But BHCA President Keith Koch said if the funding never materializes there will just be a vacant lot.
“I want you to come up with a logical conclusion about why you want grass,” Koch said.
If the BHCA gets the building, it plans to put a roof on it by October and gradually attempt to get the funding to restore it as a community center for the arts, hotel, restaurant and apartment space. Koch said the group has about $138,000 in donations and pledges to mobilize on the project.
Borough Council President and IDA member Frank “Buddy” Halderman is not so sure those plans would pan out.
He said much of the BHCA funding is in the form of pledges that have not been collected and banked and the costs could continue to rise. The estimate on the roof from Hanley Construction is nearly $150,000 without the additional costs of prevailing wage if public funding is used.
In addition, the group would have to purchase the building from the IDA for the cost that the borough has put into it, which is now about $40,000.
“I actually support saving the Garman,” he said. “I just don’t think financially it’s going to happen.”

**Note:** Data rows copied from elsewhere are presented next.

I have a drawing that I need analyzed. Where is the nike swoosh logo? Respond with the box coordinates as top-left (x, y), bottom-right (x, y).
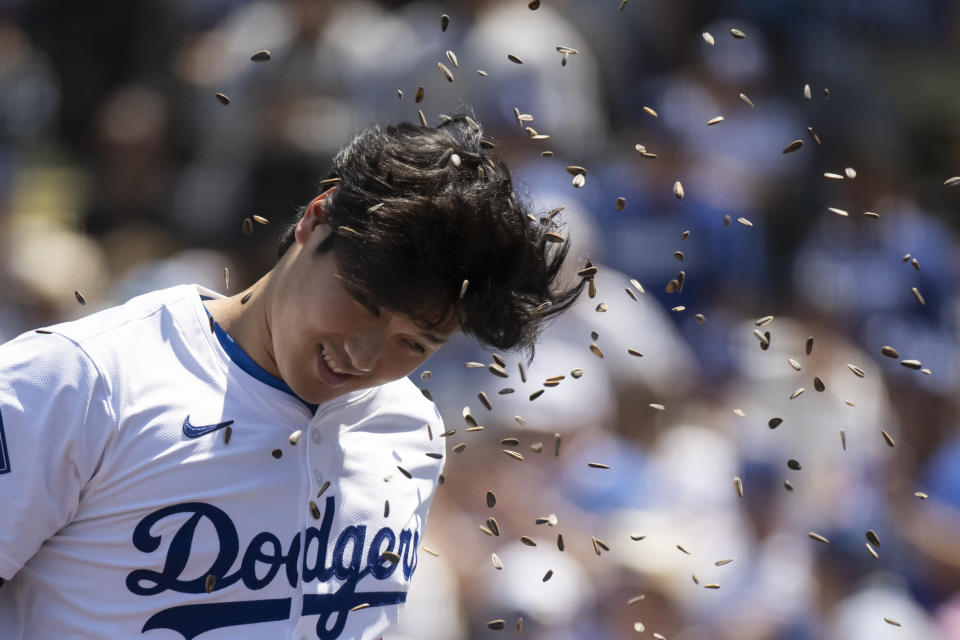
top-left (183, 416), bottom-right (233, 438)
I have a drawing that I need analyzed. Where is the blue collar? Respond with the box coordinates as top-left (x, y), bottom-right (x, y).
top-left (200, 296), bottom-right (319, 413)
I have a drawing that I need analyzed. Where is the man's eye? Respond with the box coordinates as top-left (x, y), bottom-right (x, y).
top-left (407, 340), bottom-right (426, 353)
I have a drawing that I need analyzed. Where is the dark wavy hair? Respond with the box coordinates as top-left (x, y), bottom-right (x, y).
top-left (278, 114), bottom-right (585, 357)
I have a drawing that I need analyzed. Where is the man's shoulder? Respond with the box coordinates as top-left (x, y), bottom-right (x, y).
top-left (43, 285), bottom-right (198, 344)
top-left (373, 377), bottom-right (439, 420)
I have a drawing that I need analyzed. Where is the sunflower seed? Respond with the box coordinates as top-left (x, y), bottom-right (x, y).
top-left (782, 140), bottom-right (803, 153)
top-left (847, 363), bottom-right (867, 378)
top-left (487, 363), bottom-right (510, 378)
top-left (438, 62), bottom-right (453, 82)
top-left (880, 429), bottom-right (893, 449)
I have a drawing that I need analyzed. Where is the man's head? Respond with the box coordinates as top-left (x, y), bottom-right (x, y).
top-left (271, 116), bottom-right (582, 400)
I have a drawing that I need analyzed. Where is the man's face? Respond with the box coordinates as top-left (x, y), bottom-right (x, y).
top-left (270, 196), bottom-right (456, 404)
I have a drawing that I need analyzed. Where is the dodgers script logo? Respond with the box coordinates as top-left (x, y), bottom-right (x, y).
top-left (126, 496), bottom-right (420, 640)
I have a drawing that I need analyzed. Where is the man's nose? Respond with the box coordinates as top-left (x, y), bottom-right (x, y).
top-left (343, 328), bottom-right (386, 373)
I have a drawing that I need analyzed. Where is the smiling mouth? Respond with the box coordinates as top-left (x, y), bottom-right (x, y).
top-left (320, 345), bottom-right (360, 377)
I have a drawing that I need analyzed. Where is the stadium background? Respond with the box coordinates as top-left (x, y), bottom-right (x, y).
top-left (0, 0), bottom-right (960, 640)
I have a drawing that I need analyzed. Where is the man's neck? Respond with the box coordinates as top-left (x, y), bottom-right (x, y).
top-left (204, 271), bottom-right (280, 378)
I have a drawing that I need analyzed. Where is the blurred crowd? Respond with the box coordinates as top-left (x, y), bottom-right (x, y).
top-left (0, 0), bottom-right (960, 640)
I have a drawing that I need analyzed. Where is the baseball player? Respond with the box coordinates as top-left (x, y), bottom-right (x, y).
top-left (0, 116), bottom-right (582, 640)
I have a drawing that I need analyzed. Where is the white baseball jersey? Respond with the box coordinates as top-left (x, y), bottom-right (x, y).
top-left (0, 285), bottom-right (444, 640)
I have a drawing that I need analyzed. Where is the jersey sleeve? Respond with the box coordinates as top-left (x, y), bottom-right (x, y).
top-left (0, 332), bottom-right (116, 580)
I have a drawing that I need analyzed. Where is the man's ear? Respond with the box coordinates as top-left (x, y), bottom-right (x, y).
top-left (294, 187), bottom-right (337, 244)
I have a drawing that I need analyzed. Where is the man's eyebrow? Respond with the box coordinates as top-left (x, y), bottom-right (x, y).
top-left (420, 333), bottom-right (446, 346)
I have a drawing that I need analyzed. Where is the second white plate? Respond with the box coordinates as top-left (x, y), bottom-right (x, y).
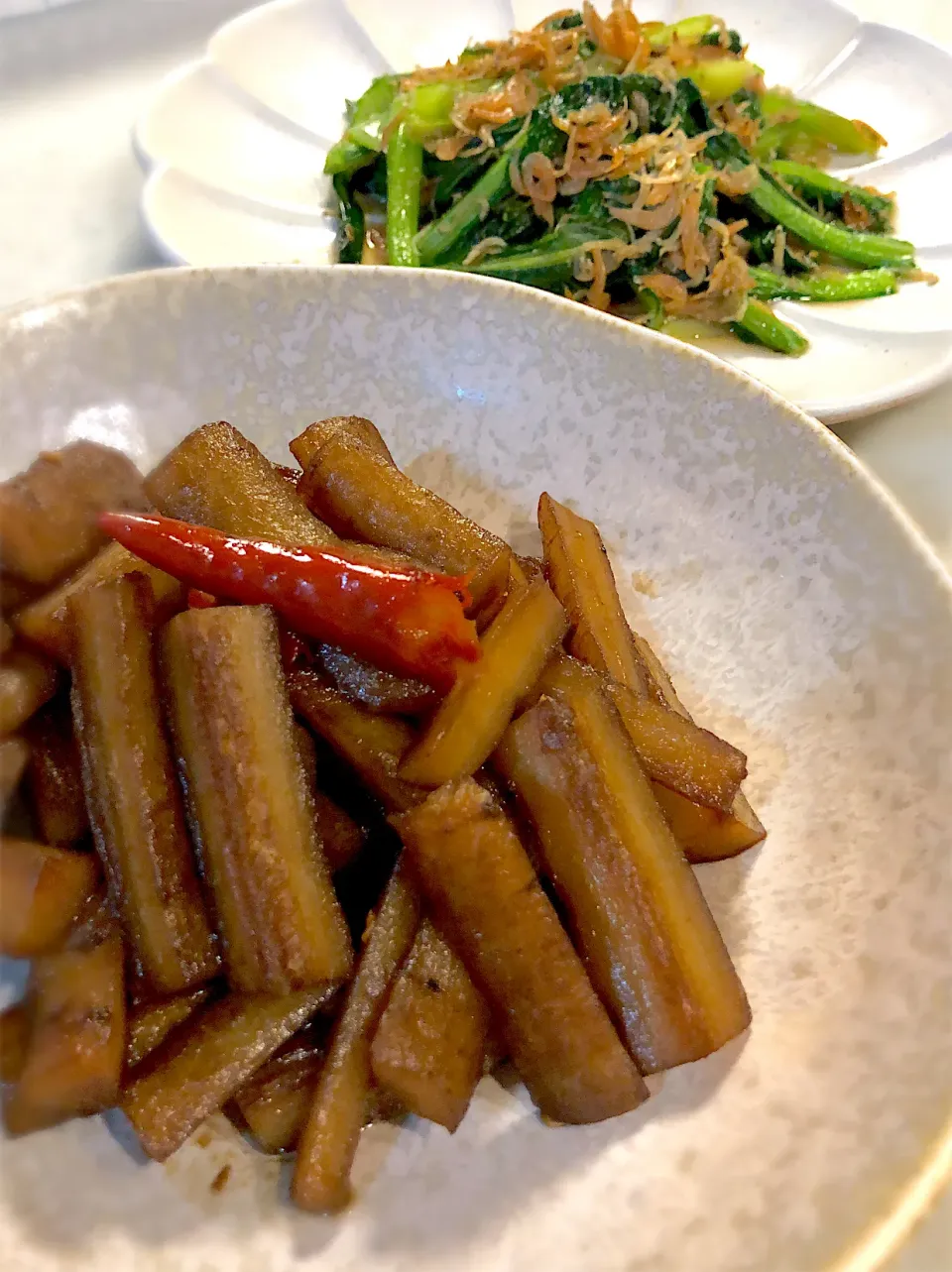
top-left (135, 0), bottom-right (952, 423)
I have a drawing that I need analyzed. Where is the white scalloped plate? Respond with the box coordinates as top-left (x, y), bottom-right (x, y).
top-left (0, 266), bottom-right (952, 1272)
top-left (135, 0), bottom-right (952, 422)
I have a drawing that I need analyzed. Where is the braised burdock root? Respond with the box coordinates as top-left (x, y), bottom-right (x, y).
top-left (292, 868), bottom-right (420, 1211)
top-left (299, 432), bottom-right (512, 621)
top-left (70, 574), bottom-right (219, 993)
top-left (162, 606), bottom-right (351, 993)
top-left (121, 985), bottom-right (335, 1161)
top-left (0, 414), bottom-right (764, 1213)
top-left (495, 680), bottom-right (750, 1074)
top-left (370, 918), bottom-right (490, 1131)
top-left (4, 932), bottom-right (126, 1134)
top-left (0, 838), bottom-right (98, 958)
top-left (0, 441), bottom-right (149, 586)
top-left (394, 779), bottom-right (648, 1122)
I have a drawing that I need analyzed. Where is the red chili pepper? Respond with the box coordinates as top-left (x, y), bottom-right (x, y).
top-left (99, 513), bottom-right (480, 689)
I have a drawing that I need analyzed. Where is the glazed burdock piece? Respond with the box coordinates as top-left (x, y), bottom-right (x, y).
top-left (14, 543), bottom-right (184, 662)
top-left (292, 867), bottom-right (420, 1213)
top-left (0, 837), bottom-right (98, 958)
top-left (494, 677), bottom-right (751, 1073)
top-left (288, 670), bottom-right (426, 813)
top-left (162, 606), bottom-right (353, 993)
top-left (313, 644), bottom-right (439, 716)
top-left (400, 579), bottom-right (567, 787)
top-left (294, 724), bottom-right (367, 873)
top-left (0, 1002), bottom-right (30, 1083)
top-left (392, 779), bottom-right (648, 1123)
top-left (126, 984), bottom-right (215, 1071)
top-left (526, 653), bottom-right (747, 812)
top-left (623, 634), bottom-right (768, 864)
top-left (27, 695), bottom-right (89, 847)
top-left (120, 984), bottom-right (337, 1161)
top-left (4, 929), bottom-right (126, 1134)
top-left (0, 648), bottom-right (60, 737)
top-left (0, 441), bottom-right (148, 586)
top-left (145, 419), bottom-right (336, 547)
top-left (70, 574), bottom-right (217, 993)
top-left (538, 494), bottom-right (650, 697)
top-left (370, 918), bottom-right (490, 1132)
top-left (298, 432), bottom-right (512, 612)
top-left (234, 1035), bottom-right (324, 1152)
top-left (538, 494), bottom-right (765, 862)
top-left (289, 414), bottom-right (394, 472)
top-left (292, 671), bottom-right (485, 1144)
top-left (0, 738), bottom-right (30, 817)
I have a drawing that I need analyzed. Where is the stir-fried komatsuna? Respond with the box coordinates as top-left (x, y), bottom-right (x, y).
top-left (326, 0), bottom-right (921, 354)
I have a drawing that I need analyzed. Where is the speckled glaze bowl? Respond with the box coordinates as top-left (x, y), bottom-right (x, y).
top-left (0, 267), bottom-right (952, 1272)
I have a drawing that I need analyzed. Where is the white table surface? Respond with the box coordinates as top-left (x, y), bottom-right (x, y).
top-left (0, 0), bottom-right (952, 1272)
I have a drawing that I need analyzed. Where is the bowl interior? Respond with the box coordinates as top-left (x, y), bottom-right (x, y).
top-left (0, 269), bottom-right (952, 1272)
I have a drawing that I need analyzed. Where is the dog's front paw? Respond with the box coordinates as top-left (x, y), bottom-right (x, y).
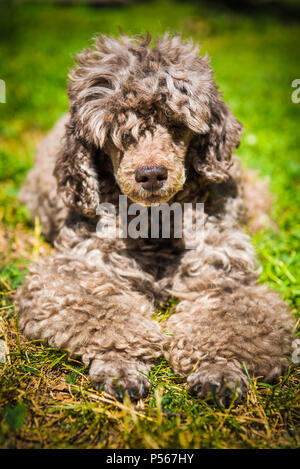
top-left (90, 357), bottom-right (150, 400)
top-left (187, 363), bottom-right (249, 406)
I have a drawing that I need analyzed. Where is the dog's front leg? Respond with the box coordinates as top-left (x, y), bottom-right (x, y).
top-left (166, 223), bottom-right (292, 397)
top-left (16, 254), bottom-right (165, 398)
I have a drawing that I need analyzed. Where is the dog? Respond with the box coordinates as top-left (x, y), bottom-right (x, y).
top-left (16, 34), bottom-right (293, 399)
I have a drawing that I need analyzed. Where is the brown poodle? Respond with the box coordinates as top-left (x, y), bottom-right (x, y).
top-left (16, 35), bottom-right (293, 398)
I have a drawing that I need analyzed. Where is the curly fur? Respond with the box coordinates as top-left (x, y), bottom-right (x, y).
top-left (16, 35), bottom-right (292, 398)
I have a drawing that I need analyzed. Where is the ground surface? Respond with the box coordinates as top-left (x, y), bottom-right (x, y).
top-left (0, 2), bottom-right (300, 448)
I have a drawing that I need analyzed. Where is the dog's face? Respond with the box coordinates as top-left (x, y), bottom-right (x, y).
top-left (108, 124), bottom-right (191, 206)
top-left (55, 35), bottom-right (241, 216)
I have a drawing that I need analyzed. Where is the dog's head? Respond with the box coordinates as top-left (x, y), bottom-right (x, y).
top-left (55, 35), bottom-right (242, 216)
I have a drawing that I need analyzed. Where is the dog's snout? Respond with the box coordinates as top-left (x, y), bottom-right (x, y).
top-left (135, 166), bottom-right (168, 191)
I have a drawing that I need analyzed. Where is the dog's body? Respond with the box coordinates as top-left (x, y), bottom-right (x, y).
top-left (17, 36), bottom-right (292, 398)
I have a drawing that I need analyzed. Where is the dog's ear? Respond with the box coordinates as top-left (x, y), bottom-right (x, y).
top-left (191, 97), bottom-right (243, 183)
top-left (53, 119), bottom-right (100, 217)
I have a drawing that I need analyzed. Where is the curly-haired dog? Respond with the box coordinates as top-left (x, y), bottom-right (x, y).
top-left (16, 35), bottom-right (292, 398)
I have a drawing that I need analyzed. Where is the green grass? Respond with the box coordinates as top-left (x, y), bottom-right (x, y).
top-left (0, 2), bottom-right (300, 448)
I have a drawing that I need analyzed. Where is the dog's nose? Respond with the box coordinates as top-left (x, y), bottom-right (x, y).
top-left (135, 166), bottom-right (168, 191)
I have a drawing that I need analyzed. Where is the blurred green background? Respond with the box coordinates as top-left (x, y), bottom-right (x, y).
top-left (0, 0), bottom-right (300, 305)
top-left (0, 0), bottom-right (300, 448)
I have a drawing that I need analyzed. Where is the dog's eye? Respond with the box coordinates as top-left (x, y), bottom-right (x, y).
top-left (122, 132), bottom-right (135, 147)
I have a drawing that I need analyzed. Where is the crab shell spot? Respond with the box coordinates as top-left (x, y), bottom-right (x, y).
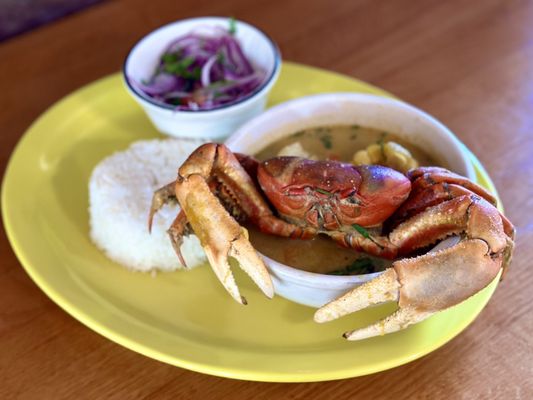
top-left (393, 239), bottom-right (502, 312)
top-left (354, 165), bottom-right (411, 226)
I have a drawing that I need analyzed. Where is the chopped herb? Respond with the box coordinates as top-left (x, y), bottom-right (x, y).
top-left (352, 224), bottom-right (372, 240)
top-left (161, 53), bottom-right (178, 63)
top-left (328, 257), bottom-right (380, 275)
top-left (315, 188), bottom-right (333, 196)
top-left (163, 56), bottom-right (196, 79)
top-left (315, 126), bottom-right (331, 135)
top-left (228, 17), bottom-right (237, 35)
top-left (320, 134), bottom-right (333, 150)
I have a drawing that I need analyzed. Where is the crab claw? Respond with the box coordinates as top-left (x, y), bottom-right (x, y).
top-left (314, 195), bottom-right (512, 340)
top-left (315, 239), bottom-right (501, 340)
top-left (176, 175), bottom-right (274, 304)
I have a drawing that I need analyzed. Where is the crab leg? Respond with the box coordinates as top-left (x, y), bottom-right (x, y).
top-left (149, 143), bottom-right (313, 304)
top-left (176, 175), bottom-right (274, 304)
top-left (315, 195), bottom-right (512, 340)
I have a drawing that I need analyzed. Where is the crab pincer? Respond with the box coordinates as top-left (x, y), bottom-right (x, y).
top-left (314, 194), bottom-right (514, 340)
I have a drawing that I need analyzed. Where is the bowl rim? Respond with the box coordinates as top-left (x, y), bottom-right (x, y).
top-left (224, 92), bottom-right (475, 289)
top-left (122, 15), bottom-right (281, 114)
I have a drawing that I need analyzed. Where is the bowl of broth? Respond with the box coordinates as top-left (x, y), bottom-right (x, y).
top-left (226, 93), bottom-right (475, 307)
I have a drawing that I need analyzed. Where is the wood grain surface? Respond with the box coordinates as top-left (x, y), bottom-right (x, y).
top-left (0, 0), bottom-right (533, 400)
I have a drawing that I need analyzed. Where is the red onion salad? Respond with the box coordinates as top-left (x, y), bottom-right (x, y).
top-left (130, 20), bottom-right (265, 110)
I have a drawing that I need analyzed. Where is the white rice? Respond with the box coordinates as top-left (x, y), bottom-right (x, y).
top-left (89, 139), bottom-right (206, 272)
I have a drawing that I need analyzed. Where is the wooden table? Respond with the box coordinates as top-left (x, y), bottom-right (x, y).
top-left (0, 0), bottom-right (533, 400)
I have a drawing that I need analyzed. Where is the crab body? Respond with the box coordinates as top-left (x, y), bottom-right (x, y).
top-left (149, 143), bottom-right (514, 340)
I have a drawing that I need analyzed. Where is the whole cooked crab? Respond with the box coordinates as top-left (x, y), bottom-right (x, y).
top-left (149, 143), bottom-right (514, 340)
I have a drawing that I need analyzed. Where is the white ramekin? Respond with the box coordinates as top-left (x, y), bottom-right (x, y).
top-left (226, 93), bottom-right (476, 307)
top-left (123, 17), bottom-right (281, 141)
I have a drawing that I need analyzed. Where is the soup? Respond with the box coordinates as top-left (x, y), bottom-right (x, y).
top-left (247, 125), bottom-right (437, 275)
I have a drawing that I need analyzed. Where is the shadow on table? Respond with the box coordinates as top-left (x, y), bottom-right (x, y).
top-left (0, 0), bottom-right (107, 42)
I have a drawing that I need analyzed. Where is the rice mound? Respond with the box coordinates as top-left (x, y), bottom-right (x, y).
top-left (89, 139), bottom-right (206, 272)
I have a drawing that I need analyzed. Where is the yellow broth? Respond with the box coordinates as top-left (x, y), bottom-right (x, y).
top-left (248, 125), bottom-right (436, 275)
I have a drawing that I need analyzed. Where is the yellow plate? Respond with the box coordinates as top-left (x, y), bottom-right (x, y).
top-left (2, 62), bottom-right (497, 382)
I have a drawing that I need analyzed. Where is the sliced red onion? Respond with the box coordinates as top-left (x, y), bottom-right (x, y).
top-left (130, 26), bottom-right (265, 110)
top-left (201, 54), bottom-right (218, 87)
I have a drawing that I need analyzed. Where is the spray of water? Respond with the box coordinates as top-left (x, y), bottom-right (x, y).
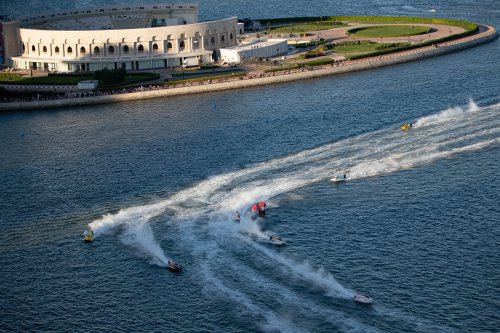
top-left (90, 101), bottom-right (500, 320)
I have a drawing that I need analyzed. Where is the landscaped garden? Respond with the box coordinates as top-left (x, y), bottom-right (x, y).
top-left (347, 25), bottom-right (431, 38)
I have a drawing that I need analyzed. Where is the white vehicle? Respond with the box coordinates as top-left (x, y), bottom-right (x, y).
top-left (269, 236), bottom-right (286, 246)
top-left (331, 173), bottom-right (347, 183)
top-left (352, 294), bottom-right (373, 304)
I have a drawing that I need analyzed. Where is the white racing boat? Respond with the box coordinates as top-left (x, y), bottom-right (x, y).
top-left (330, 173), bottom-right (347, 183)
top-left (269, 236), bottom-right (286, 246)
top-left (352, 294), bottom-right (373, 304)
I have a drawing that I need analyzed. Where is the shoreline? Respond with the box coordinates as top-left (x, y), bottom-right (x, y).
top-left (0, 25), bottom-right (499, 112)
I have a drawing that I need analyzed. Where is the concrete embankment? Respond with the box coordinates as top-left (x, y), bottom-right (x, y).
top-left (0, 26), bottom-right (498, 111)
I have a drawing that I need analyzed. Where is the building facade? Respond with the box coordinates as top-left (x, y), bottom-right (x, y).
top-left (220, 39), bottom-right (288, 64)
top-left (1, 4), bottom-right (238, 72)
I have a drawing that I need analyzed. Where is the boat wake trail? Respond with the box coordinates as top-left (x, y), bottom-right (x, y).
top-left (89, 101), bottom-right (500, 331)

IDA member Matt Hill echoed those concerns, saying he would like to see a step-by-step plan of how much the project would cost and milestones of when certain work would be completed.
In order to get the chance at the Garman, the BHCA would need the IDA to reverse course and vote in favor of adopting the alternate plan.
After a hearing Monday, President Judge Thomas King Kistler gave the BHCA an additional two weeks to present information on why it should be awarded the building.
It will get its final chance at a 5 p.m. meeting Aug. 26, which will be followed by an IDA executive session where it will come to a decision. If it decides to stick with Kervandjian’s plan, it will submit that information to Kistler, but if the board members decide to reverse course it must take official action at the next meeting.
Kister wrote in his decision that if the IDA doesn’t change its mind he will act on the request without further hearing.